Versos de Carpinejar são um grito contra a superficialidade da poesia
Carpinejar: cotiano ampliado
01/10/2002

Abro a gaveta e a voz se exala, se estende: do ralo da pia, da mala do carro, do buraco da fechadura, das falhas no muro, de fendas, de frestas, de furos. É a voz das coisas deixando-se nomear; embora “melhor seria recuar no silêncio”. O recuo acontece, no percurso ao inverso — da vida à morte: “Cantamos como animais da escureza./ Os cílios não germinaram./ Falta plantio em nossas bocas, vegetação nas unhas,/ estampas e ervas no peito./ Suplicamos graves e agudos, espasmos e espanto,/ compondo esquina com a noite”.
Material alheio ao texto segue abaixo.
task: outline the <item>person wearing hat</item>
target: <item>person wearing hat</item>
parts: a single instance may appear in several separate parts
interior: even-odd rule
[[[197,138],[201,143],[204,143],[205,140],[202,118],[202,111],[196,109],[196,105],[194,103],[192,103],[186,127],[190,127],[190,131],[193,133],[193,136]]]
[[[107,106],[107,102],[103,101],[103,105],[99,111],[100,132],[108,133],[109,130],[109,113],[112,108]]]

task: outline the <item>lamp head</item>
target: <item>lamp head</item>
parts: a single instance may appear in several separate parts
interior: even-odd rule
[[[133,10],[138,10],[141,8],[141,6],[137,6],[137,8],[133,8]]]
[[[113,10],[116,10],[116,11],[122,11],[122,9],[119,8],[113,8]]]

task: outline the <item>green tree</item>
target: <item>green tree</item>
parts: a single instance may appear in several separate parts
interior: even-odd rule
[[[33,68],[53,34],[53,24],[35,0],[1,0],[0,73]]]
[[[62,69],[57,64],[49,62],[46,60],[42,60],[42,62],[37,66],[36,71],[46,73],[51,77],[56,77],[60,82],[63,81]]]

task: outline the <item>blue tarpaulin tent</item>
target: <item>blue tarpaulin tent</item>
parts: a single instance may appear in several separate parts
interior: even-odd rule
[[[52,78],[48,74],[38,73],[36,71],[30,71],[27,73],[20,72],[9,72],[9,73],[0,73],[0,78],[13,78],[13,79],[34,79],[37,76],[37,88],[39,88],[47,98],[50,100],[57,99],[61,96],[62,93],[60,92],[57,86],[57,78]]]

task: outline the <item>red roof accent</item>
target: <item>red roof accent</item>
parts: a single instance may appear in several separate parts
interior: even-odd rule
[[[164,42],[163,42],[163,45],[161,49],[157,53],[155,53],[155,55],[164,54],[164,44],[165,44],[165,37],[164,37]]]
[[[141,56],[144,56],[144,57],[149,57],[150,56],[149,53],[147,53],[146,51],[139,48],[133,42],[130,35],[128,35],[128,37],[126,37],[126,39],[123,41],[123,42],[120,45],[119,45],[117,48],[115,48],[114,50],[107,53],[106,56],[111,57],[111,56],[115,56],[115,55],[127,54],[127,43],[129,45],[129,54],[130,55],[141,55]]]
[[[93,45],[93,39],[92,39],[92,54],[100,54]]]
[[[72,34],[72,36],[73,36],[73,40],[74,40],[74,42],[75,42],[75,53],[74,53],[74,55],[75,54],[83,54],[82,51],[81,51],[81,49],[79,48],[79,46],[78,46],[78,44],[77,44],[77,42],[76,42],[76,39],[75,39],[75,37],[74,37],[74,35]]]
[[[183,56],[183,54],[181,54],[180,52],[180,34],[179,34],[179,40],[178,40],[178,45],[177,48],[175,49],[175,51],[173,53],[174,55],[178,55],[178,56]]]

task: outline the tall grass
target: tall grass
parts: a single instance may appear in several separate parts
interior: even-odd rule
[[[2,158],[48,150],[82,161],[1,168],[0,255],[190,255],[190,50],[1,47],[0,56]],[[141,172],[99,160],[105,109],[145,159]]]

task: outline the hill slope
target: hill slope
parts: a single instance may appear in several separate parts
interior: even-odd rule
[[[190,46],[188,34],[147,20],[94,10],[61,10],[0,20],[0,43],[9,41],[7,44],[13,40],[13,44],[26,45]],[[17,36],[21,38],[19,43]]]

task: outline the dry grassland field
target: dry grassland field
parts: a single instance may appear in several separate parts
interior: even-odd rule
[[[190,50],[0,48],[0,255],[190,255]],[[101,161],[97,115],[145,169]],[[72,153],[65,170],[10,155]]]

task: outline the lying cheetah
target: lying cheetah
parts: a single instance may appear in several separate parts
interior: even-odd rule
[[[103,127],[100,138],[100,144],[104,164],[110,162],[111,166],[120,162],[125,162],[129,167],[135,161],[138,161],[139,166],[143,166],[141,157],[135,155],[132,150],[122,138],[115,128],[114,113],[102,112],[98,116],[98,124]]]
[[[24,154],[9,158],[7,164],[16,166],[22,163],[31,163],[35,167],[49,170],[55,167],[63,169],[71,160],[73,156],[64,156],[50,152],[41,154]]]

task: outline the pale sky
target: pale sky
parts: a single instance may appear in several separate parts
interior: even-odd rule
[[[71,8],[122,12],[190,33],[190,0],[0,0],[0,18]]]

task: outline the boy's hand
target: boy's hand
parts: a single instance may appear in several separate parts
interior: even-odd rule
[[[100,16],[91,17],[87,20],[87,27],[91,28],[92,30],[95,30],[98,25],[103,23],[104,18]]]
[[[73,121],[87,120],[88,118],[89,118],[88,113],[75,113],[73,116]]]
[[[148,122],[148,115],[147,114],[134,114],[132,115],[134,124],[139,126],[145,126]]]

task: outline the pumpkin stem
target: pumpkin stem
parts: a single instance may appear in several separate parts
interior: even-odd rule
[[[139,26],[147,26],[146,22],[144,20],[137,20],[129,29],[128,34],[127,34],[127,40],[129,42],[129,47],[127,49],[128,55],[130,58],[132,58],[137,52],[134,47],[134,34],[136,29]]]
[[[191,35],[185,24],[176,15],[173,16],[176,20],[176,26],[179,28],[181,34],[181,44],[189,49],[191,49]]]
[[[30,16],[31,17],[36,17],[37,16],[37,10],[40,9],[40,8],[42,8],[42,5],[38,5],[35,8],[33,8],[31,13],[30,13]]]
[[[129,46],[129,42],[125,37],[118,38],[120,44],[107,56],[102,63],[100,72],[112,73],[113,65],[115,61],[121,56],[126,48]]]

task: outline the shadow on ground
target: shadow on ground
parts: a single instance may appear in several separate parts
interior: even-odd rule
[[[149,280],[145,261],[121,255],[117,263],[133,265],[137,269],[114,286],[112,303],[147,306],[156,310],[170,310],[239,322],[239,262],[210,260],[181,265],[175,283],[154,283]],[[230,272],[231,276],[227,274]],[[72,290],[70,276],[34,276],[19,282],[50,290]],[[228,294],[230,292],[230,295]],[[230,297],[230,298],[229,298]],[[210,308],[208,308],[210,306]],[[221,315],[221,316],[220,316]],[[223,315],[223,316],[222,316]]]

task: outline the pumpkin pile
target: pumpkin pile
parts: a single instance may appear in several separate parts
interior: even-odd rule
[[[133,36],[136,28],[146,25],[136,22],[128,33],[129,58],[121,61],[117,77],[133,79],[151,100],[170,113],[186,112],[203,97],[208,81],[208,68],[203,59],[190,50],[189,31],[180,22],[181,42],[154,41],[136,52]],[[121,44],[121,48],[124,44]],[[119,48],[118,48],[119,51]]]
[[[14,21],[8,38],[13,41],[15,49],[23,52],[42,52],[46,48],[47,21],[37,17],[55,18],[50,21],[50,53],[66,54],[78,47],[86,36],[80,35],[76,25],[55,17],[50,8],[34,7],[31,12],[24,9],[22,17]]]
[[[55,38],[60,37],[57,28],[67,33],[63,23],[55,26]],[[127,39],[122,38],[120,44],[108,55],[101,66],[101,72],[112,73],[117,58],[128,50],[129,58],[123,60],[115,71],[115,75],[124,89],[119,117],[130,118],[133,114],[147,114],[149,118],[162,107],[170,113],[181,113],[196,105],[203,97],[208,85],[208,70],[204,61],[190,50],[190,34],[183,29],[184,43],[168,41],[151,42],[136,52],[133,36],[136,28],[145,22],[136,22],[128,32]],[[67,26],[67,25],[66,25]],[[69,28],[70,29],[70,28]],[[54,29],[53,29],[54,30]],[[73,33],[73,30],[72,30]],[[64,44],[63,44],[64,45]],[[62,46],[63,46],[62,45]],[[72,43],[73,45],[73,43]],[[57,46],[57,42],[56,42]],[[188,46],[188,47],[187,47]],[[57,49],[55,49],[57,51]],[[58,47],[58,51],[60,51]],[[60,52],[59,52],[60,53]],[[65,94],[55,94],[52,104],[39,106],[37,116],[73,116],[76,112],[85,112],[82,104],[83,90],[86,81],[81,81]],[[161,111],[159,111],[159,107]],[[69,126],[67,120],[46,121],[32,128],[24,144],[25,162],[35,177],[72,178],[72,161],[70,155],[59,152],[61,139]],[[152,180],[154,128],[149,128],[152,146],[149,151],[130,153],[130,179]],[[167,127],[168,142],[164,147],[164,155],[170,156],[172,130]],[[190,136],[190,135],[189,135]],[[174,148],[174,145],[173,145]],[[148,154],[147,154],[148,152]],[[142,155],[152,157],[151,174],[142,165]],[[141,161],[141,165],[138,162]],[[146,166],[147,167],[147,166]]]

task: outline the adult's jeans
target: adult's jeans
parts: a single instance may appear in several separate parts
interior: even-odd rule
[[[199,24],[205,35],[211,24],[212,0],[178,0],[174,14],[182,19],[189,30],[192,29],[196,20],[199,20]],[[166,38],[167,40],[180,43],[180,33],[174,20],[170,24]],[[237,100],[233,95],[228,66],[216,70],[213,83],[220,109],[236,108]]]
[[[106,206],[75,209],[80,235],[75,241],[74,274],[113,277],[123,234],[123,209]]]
Esse cantochão é para os que se encontram no universo paralelo: “Abandonei meus mortos pelo caminho./ Os ombros são escassos./ O verão terminou com um bocejo do oceano,/ tenho uma longa devastação pela frente”.

Tudo cabe no ritmo sincopado de um latejo, de uma pulsação, “o batimento cardíaco do salto/ apesar do repouso”. A intervalos regulares — que podem durar no espaço imaginário de uma tatuagem na pele ou na sedimentação de pintura eternizando-se nos milhões de anos de uma gruta pré-histórica.
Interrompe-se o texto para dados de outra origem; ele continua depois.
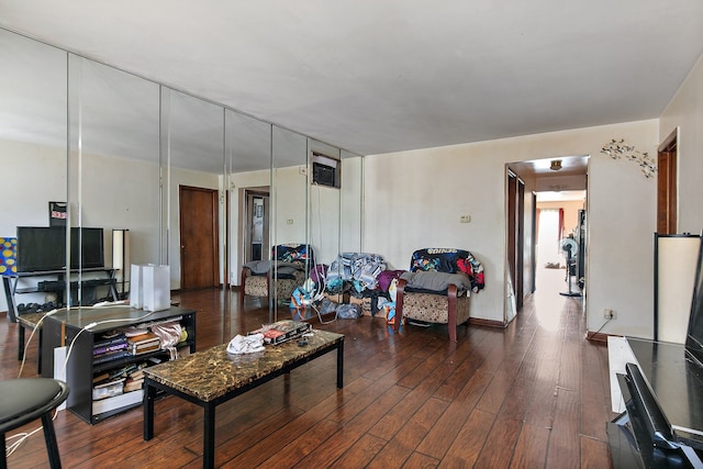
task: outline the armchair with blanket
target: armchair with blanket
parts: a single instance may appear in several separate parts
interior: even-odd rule
[[[410,271],[398,280],[395,321],[402,319],[447,324],[457,340],[457,325],[469,321],[469,295],[484,287],[483,268],[465,249],[426,248],[413,253]]]
[[[271,248],[271,260],[255,260],[242,266],[239,306],[244,295],[290,301],[295,287],[303,284],[313,268],[314,254],[308,244],[280,244]]]

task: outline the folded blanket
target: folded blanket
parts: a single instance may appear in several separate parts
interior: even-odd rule
[[[429,270],[403,272],[400,278],[406,281],[406,287],[413,289],[445,291],[450,284],[456,284],[459,290],[471,290],[471,279],[466,273],[445,273]]]

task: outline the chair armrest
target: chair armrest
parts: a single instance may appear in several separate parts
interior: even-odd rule
[[[398,279],[395,284],[395,321],[393,322],[393,331],[400,331],[400,323],[403,319],[403,297],[405,294],[405,283],[408,280]]]

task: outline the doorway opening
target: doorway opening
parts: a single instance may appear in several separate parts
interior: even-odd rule
[[[243,217],[244,263],[267,260],[269,247],[269,193],[266,189],[245,191]]]
[[[585,286],[585,190],[537,192],[537,288],[565,297],[581,295]]]
[[[563,156],[506,165],[506,323],[538,289],[556,298],[585,289],[588,159]],[[565,242],[578,246],[571,246],[571,259]]]

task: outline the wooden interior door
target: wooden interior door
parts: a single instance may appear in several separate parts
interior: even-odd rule
[[[219,287],[217,191],[180,186],[180,287]]]
[[[657,154],[657,233],[677,232],[677,154],[678,131],[659,145]]]
[[[507,267],[515,293],[515,306],[520,310],[524,300],[524,211],[525,183],[512,171],[507,171]]]

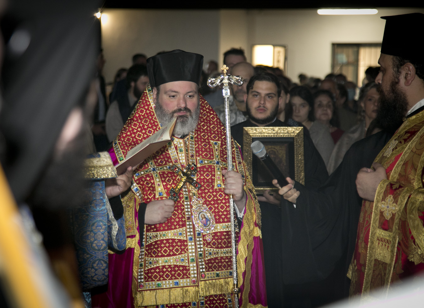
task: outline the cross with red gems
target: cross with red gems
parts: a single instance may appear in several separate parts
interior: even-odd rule
[[[181,179],[178,182],[175,188],[172,188],[169,190],[168,199],[173,200],[174,201],[178,200],[178,193],[181,190],[183,185],[186,182],[188,182],[196,189],[198,189],[202,186],[200,184],[196,182],[194,178],[197,172],[197,167],[194,164],[192,165],[189,164],[186,166],[186,168],[184,170],[181,170],[176,165],[173,165],[172,167],[170,168],[170,170],[172,170],[181,176]]]

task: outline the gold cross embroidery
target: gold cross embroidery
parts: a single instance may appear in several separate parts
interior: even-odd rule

Não é função da literatura (o poeta evita mencionar a poesia) promover o entendimento, a não ser que venha acoplado ao sonho: “A literatura não prestou para me entender./ Como uma árvore à beira da maré,/ estou comovido de espuma,/ inclinado a não perder o rumor/ de tua barca se aproximando devagar./ Vais amarrar tua âncora,/ puxar-me de volta ao rumo / e despovoar mais uma vez / o ventre de minha mãe”.

Seu percurso é o da paixão, jamais o da razão: “Seguir quem está perdido” — prega no Novíssimo Testamento. Daí a oração nada ortodoxa, o apelo a Deus de seguir transviado do bom senso proverbial: “Se perdoar é esquecer, me espera o pior:/ serei esquecido quando redimido./ Não me perdoes, Deus. Não me esqueças./ O esquecimento jamais devolve seus reféns.

Esse Novíssimo Testamento em que o poeta pede demissão a Deus “por justa causa” deixa margem a que o leitor imagine uma Madalena (contraponto daquela do Novo Testamento), que diz: “Não há como recuar depois de arder alto./ Fui lançado cedo demais às cinzas”.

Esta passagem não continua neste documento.